I bought this black, 100-foot garden hose at a garage sale two years ago for $10 (great deal!), but I never used it. I usually just hand water my flowers and vegetables with water from my rain barrel. But my newly planted cedar trees need plenty of water over the next few weeks to establish their root systems before winter, so I decided to make a soaker hose out of my unused garden hose rather than buy one 💪
The dark color helps it blend in well with the surrounding soil, and the length was perfect for watering both rows of cedars as well as some flower beds around my shed! 🙌
My new soaker hose reduces water waste by delivering water right to the roots of my plants. I’ll be adding leaf mulch soon to further reduce the amount of water lost from evaporation 👍 My soaker hose also saves me lots of time since hand watering 65 cedar trees every other day would be very tedious! 😅 And since the soaker hose remains stationary, I don’t have to drag a heavy garden hose around my yard every time I want to water. I just turn on the spigot and set a one-hour timer so I don’t forget to turn it off! 😜
Here’s how I created my DIY soaker hose irrigation system. The only thing I had to buy was a hose end cap! 😃
DIY soaker hose from old garden hose
Old garden hose
Hose end cap
Sharp object for poking holes
1. Lay your hose around the plants you want to water. Figure out how you’ll connect your soaker hose to your water source. Turn on the water to make sure everything’s connected properly. Turn off water.
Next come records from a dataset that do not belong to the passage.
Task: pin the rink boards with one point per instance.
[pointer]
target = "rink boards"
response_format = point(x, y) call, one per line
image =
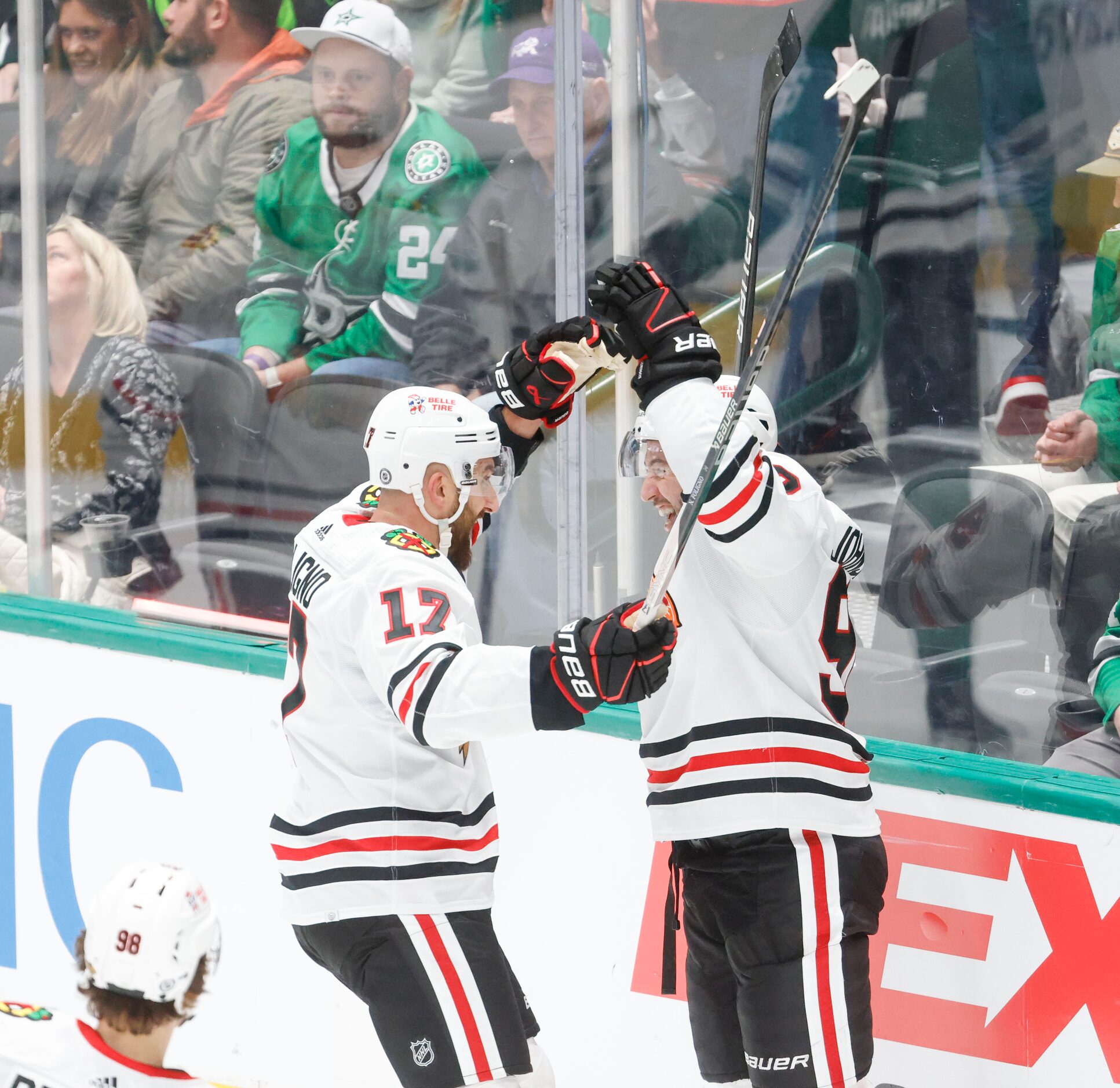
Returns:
point(995, 965)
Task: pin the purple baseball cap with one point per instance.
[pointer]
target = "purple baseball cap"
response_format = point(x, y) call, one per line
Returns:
point(532, 57)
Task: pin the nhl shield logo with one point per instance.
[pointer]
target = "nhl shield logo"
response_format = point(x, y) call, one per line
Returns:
point(422, 1054)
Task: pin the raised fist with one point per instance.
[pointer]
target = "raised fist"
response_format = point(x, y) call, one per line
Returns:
point(538, 379)
point(603, 660)
point(656, 325)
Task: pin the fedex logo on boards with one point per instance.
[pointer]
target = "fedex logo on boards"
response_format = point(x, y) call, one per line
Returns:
point(991, 945)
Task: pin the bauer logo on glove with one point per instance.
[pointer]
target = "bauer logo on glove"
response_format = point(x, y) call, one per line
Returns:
point(658, 327)
point(538, 379)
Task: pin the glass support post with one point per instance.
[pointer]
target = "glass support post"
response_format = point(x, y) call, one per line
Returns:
point(571, 437)
point(625, 178)
point(36, 357)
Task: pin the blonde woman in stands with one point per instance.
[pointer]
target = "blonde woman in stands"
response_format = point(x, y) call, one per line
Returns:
point(114, 406)
point(101, 73)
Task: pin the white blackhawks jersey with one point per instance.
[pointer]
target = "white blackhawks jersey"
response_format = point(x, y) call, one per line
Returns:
point(44, 1049)
point(389, 691)
point(749, 732)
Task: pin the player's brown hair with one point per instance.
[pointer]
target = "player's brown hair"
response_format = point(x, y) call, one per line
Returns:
point(133, 1014)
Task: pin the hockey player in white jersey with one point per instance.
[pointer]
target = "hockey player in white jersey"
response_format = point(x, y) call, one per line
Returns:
point(389, 840)
point(149, 946)
point(752, 773)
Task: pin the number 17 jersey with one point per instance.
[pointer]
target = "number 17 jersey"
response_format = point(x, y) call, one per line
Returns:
point(751, 730)
point(390, 689)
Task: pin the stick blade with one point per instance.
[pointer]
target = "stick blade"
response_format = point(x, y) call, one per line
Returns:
point(789, 44)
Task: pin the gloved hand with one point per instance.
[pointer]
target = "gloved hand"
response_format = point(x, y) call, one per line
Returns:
point(656, 326)
point(538, 379)
point(603, 660)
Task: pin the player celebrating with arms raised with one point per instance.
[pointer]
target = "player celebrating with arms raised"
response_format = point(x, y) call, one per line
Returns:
point(389, 842)
point(753, 776)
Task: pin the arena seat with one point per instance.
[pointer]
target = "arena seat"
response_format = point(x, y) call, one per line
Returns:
point(965, 611)
point(311, 457)
point(224, 410)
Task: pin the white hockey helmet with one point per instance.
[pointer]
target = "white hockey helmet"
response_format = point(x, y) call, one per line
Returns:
point(148, 930)
point(416, 427)
point(758, 415)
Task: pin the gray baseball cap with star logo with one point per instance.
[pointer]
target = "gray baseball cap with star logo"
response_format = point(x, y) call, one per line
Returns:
point(366, 21)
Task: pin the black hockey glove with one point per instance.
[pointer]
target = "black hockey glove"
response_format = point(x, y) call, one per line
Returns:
point(656, 326)
point(601, 660)
point(537, 383)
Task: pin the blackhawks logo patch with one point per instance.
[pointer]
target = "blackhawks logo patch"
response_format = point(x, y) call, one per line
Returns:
point(411, 542)
point(25, 1012)
point(427, 162)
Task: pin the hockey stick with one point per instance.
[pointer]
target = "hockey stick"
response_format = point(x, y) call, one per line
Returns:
point(859, 83)
point(782, 59)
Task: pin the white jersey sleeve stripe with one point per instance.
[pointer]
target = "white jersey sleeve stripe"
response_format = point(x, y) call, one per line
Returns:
point(755, 508)
point(728, 474)
point(413, 688)
point(849, 552)
point(723, 513)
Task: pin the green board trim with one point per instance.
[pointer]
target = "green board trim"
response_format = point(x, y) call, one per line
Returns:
point(896, 762)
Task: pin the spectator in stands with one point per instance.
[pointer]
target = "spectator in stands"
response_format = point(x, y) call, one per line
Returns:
point(500, 281)
point(450, 68)
point(114, 408)
point(1092, 432)
point(683, 125)
point(1097, 753)
point(101, 74)
point(355, 210)
point(185, 213)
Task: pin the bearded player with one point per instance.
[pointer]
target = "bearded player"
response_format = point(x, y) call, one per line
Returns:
point(144, 959)
point(753, 775)
point(389, 842)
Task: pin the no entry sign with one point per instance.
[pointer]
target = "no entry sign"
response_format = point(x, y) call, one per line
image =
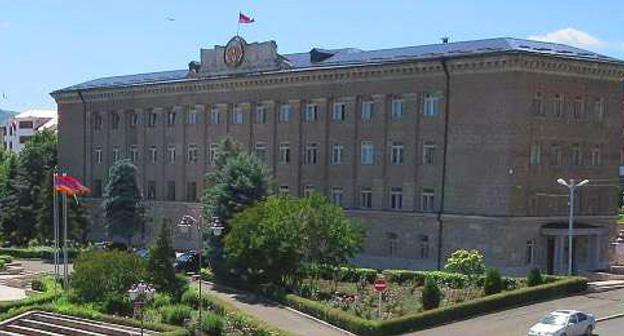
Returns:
point(380, 285)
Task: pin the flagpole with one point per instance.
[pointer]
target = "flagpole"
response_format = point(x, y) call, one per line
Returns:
point(65, 279)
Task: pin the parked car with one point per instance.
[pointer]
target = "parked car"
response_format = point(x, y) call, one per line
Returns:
point(186, 261)
point(564, 323)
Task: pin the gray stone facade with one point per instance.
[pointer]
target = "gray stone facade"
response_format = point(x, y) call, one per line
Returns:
point(465, 149)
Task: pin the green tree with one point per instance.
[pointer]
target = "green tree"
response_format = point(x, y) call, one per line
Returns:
point(123, 210)
point(466, 262)
point(276, 237)
point(160, 265)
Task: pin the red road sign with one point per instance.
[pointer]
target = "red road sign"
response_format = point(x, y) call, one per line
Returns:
point(380, 285)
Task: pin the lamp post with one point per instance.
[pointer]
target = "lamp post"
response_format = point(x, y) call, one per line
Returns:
point(140, 294)
point(216, 228)
point(571, 185)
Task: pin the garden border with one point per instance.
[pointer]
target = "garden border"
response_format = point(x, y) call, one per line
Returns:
point(439, 316)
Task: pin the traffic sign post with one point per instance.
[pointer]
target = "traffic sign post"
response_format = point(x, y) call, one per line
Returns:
point(380, 285)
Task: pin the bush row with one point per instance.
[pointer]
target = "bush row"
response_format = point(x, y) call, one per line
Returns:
point(437, 316)
point(39, 252)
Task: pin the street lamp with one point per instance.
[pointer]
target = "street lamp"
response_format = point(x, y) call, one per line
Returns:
point(140, 294)
point(572, 185)
point(216, 228)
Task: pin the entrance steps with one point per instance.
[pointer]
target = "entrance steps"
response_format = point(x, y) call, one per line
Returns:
point(50, 324)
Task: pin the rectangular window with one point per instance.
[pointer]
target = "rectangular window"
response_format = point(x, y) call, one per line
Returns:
point(171, 116)
point(577, 157)
point(336, 196)
point(134, 153)
point(214, 116)
point(599, 107)
point(398, 108)
point(424, 246)
point(555, 155)
point(170, 190)
point(151, 190)
point(308, 190)
point(29, 124)
point(311, 113)
point(192, 117)
point(285, 113)
point(237, 115)
point(191, 191)
point(171, 152)
point(427, 199)
point(596, 157)
point(284, 152)
point(152, 119)
point(538, 104)
point(558, 106)
point(396, 198)
point(536, 154)
point(430, 108)
point(260, 151)
point(98, 155)
point(367, 110)
point(578, 108)
point(261, 114)
point(367, 153)
point(212, 153)
point(192, 154)
point(397, 152)
point(366, 198)
point(311, 156)
point(339, 111)
point(337, 151)
point(429, 149)
point(116, 154)
point(97, 188)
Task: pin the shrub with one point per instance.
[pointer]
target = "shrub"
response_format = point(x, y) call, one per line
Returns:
point(190, 297)
point(465, 262)
point(534, 278)
point(431, 294)
point(213, 324)
point(98, 275)
point(175, 314)
point(493, 282)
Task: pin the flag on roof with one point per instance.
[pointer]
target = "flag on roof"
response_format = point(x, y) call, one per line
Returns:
point(242, 18)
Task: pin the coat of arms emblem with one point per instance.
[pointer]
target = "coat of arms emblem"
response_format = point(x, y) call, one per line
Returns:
point(234, 52)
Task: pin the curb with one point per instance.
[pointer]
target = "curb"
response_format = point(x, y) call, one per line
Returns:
point(610, 317)
point(285, 307)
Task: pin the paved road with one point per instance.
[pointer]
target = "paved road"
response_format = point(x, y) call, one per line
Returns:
point(274, 314)
point(516, 322)
point(610, 328)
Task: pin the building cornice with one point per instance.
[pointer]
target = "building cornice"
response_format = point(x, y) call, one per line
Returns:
point(276, 79)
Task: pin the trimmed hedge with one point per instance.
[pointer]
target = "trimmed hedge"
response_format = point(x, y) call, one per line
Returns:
point(39, 252)
point(437, 316)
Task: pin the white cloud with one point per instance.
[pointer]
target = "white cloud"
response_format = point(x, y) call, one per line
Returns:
point(571, 36)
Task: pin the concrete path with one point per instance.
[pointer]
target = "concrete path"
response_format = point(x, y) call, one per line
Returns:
point(274, 314)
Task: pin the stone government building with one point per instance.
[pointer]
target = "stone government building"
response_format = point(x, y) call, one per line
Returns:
point(433, 147)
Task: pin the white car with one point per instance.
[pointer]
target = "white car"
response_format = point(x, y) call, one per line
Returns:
point(564, 323)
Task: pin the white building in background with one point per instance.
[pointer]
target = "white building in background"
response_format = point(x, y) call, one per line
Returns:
point(20, 128)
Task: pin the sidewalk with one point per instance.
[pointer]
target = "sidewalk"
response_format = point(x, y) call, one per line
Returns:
point(272, 313)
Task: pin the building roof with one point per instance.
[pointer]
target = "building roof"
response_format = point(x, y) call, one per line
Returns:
point(36, 114)
point(354, 57)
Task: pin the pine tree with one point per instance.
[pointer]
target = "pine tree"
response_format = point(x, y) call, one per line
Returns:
point(123, 210)
point(161, 257)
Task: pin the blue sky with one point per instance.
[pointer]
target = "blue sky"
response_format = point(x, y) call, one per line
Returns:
point(50, 44)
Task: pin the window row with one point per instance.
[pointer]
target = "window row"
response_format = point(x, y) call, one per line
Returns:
point(397, 153)
point(560, 106)
point(576, 155)
point(311, 113)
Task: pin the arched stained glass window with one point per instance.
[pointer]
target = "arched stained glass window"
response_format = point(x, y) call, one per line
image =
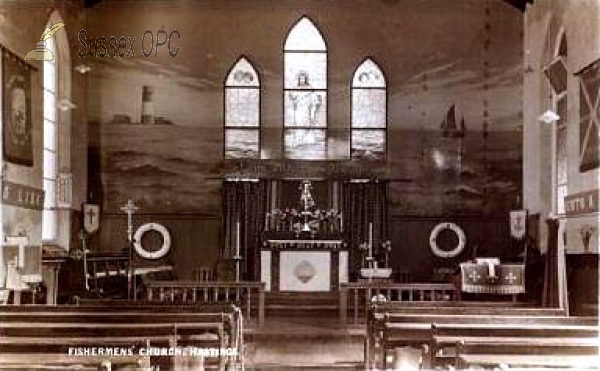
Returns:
point(369, 112)
point(305, 93)
point(242, 111)
point(50, 148)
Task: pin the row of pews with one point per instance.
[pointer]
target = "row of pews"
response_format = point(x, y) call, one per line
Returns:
point(139, 335)
point(480, 334)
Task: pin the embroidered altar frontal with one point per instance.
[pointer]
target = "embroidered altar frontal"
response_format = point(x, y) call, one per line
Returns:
point(505, 279)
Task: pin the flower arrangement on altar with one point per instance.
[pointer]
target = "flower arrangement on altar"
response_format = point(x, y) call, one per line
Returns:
point(308, 219)
point(293, 220)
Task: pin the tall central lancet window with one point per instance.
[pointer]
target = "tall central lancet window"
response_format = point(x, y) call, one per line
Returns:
point(369, 112)
point(305, 93)
point(242, 111)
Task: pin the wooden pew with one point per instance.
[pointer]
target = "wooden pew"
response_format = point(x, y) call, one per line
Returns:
point(35, 330)
point(416, 330)
point(545, 361)
point(392, 324)
point(568, 337)
point(389, 312)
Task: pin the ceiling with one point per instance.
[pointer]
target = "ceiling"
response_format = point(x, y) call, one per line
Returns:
point(520, 4)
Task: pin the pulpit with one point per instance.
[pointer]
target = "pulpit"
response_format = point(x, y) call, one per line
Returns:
point(304, 265)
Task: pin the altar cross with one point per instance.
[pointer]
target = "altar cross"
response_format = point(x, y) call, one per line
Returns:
point(130, 208)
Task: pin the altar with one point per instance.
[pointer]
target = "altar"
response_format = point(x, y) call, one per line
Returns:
point(303, 265)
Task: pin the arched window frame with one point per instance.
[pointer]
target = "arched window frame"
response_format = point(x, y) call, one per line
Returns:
point(358, 128)
point(243, 71)
point(56, 93)
point(559, 101)
point(300, 86)
point(50, 144)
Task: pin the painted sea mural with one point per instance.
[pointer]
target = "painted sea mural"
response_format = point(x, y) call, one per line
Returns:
point(453, 142)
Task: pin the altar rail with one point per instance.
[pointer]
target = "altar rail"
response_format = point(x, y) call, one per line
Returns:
point(249, 295)
point(355, 296)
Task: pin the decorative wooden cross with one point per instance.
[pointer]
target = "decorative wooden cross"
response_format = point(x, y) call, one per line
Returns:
point(130, 208)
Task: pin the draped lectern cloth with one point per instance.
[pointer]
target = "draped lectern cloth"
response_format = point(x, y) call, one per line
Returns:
point(507, 279)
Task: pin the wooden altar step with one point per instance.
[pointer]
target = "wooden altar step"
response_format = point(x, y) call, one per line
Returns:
point(301, 304)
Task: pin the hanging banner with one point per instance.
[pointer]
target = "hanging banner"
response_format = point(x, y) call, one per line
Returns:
point(582, 203)
point(518, 224)
point(16, 103)
point(22, 196)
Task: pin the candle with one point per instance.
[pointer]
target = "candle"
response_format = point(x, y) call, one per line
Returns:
point(237, 240)
point(370, 239)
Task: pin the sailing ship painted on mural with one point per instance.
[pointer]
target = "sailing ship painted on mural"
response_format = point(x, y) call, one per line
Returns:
point(448, 126)
point(453, 169)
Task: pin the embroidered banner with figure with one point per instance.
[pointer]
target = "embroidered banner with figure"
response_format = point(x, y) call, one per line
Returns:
point(16, 103)
point(503, 279)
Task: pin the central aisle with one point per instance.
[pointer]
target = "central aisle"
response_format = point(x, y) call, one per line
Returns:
point(302, 331)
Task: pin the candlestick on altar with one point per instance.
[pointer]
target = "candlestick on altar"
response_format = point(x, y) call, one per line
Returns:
point(370, 240)
point(237, 256)
point(130, 208)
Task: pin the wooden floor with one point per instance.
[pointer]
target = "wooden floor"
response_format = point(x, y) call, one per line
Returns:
point(314, 342)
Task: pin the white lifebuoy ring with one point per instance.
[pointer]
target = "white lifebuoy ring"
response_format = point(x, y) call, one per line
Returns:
point(462, 240)
point(137, 241)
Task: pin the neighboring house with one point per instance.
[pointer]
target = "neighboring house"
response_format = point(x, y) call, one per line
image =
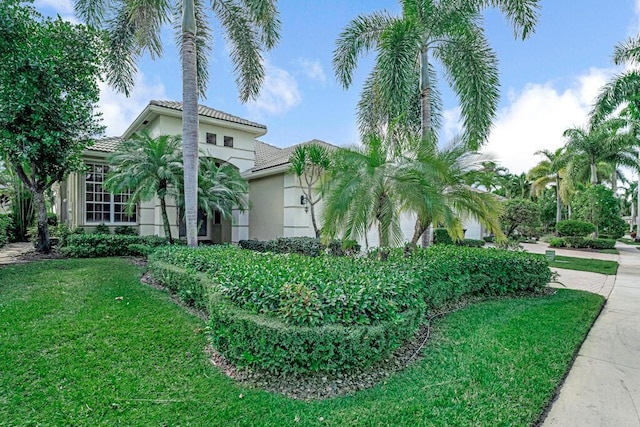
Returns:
point(277, 207)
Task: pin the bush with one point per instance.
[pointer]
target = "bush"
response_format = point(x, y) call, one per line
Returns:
point(557, 242)
point(292, 313)
point(103, 245)
point(125, 230)
point(441, 236)
point(575, 228)
point(101, 228)
point(600, 243)
point(309, 246)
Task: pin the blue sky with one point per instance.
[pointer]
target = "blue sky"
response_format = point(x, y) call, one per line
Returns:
point(548, 81)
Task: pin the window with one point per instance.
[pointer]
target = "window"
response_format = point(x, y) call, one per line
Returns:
point(100, 205)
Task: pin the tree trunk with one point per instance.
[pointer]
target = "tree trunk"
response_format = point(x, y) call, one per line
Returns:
point(594, 174)
point(165, 219)
point(43, 244)
point(190, 122)
point(558, 201)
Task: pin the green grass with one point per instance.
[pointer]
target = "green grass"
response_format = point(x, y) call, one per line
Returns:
point(585, 264)
point(83, 343)
point(628, 241)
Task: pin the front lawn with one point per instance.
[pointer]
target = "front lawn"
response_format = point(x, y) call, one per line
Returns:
point(84, 343)
point(585, 264)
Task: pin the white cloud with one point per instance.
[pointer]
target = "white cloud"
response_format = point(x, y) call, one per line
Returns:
point(312, 69)
point(119, 111)
point(537, 117)
point(279, 93)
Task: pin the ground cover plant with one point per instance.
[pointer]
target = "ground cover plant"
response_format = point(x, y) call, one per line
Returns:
point(293, 313)
point(81, 347)
point(585, 264)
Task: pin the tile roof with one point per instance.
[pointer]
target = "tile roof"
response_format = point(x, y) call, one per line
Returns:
point(107, 145)
point(209, 112)
point(268, 156)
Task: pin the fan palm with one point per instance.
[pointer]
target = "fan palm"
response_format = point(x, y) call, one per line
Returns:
point(551, 170)
point(449, 32)
point(133, 27)
point(148, 167)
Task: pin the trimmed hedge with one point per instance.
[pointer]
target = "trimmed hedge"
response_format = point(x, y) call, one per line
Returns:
point(104, 245)
point(574, 228)
point(291, 313)
point(309, 246)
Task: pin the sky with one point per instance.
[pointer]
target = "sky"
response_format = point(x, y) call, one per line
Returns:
point(548, 81)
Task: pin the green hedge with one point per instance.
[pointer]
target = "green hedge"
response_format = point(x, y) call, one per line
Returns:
point(309, 246)
point(5, 226)
point(103, 245)
point(573, 228)
point(291, 313)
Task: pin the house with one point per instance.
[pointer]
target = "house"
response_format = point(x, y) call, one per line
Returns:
point(277, 206)
point(274, 194)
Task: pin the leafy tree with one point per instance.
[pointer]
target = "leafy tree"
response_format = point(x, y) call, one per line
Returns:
point(597, 205)
point(149, 167)
point(519, 213)
point(407, 47)
point(47, 95)
point(221, 188)
point(134, 27)
point(551, 170)
point(310, 162)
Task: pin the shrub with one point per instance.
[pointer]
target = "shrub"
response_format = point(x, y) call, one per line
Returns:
point(600, 243)
point(125, 230)
point(292, 313)
point(103, 245)
point(575, 228)
point(441, 236)
point(101, 228)
point(472, 243)
point(557, 242)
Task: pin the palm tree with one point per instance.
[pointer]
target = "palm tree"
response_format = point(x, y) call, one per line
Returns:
point(310, 162)
point(439, 193)
point(148, 167)
point(551, 170)
point(365, 192)
point(133, 27)
point(407, 46)
point(221, 188)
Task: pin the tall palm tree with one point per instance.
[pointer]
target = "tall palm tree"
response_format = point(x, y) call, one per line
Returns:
point(133, 27)
point(438, 192)
point(221, 188)
point(148, 167)
point(550, 170)
point(449, 32)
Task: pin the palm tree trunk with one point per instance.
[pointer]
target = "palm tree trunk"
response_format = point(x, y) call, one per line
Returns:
point(558, 201)
point(43, 244)
point(594, 174)
point(165, 219)
point(190, 121)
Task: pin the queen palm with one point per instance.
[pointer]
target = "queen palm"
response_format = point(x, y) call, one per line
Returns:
point(407, 46)
point(133, 27)
point(148, 167)
point(551, 170)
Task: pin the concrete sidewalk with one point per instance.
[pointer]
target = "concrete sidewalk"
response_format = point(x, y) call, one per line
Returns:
point(603, 386)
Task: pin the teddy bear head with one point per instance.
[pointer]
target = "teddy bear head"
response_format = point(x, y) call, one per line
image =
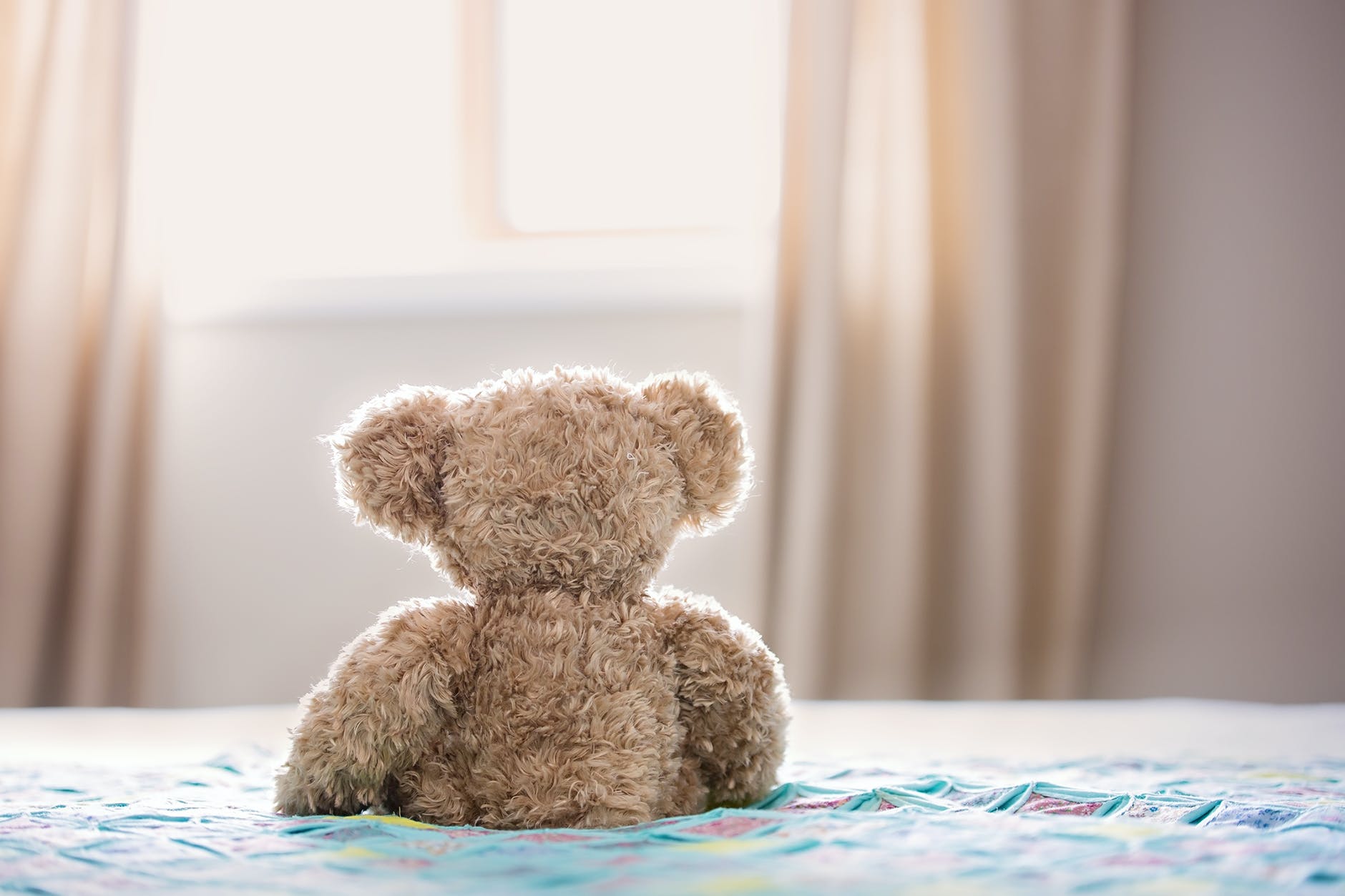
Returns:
point(572, 481)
2. Poke holes through one side of the old garden hose every three inches starting at least 18 inches from both ends. (I only poked holes where the hose was in front of the plants I wanted to water; no sense in watering my shed!). My hose has a yellow stripe so I poked all my holes along that yellow line. This makes it easy to know where the water will come out when you’re positioning the hose. I used a hammer and awl to make the holes, but you could also use a big nail or a drill. My hammer head was three inches wide, which made it very easy to space the holes evenly 😉
3. Screw on the hose end cap and turn on the water! You should have water spraying out of every hole. If not, repoke them.
4. Reposition the hose close to the plants so as not to waste any water. When you want to water your garden beds, turn on the spigot so water is slowly trickling out of all the holes. Happy watering!